# eMTB with Shimano steps motor and external battery



## justin70 (Sep 17, 2007)

I'm trying to find all the emtb's that use this setup. So far I know that Scott, Bikesdirect, Pivot (although it's mounted internally and $$$), and Commencal use shimano steps with external battery. What other brands are options?


----------



## eFat (Jun 14, 2017)

I just discovered a german brand, Quantor. The high-end model weights an impressive 18kg.
DAMPFHAMMER 12.9 Skyline - QUANTOR

Other choices:
- https://www.canyon.com/fr-de/mtb/spectral-on/
- Vitus
- https://www.lamerecycles.com/ebikes-2


----------



## justin70 (Sep 17, 2007)

eFat said:


> I just discovered a german brand, Quantor. The high-end model weights an impressive 18kg.
> DAMPFHAMMER 12.9 Skyline - QUANTOR
> 
> Other choices:
> ...


Thanks eFat. Unfortunately I'm in the USA and many of those bikes aren't available.

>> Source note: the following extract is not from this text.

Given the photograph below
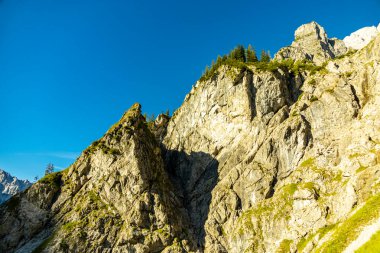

I appreciate your help.


----------



## jfkbike2 (Feb 8, 2005)

focus bikes


----------



## justin70 (Sep 17, 2007)

Looking more, I see Diamondback has the Ranger, which looks close to the bikesdirect offering.


----------



## jprider (May 24, 2009)

Orange Bikes Has US model also.


----------



## honkinunit (Aug 6, 2004)

Commencal has several versions of the Meta Power with Shimano drive and an external battery.

http://commencal.com You'll have to select US to see their US offerings.


----------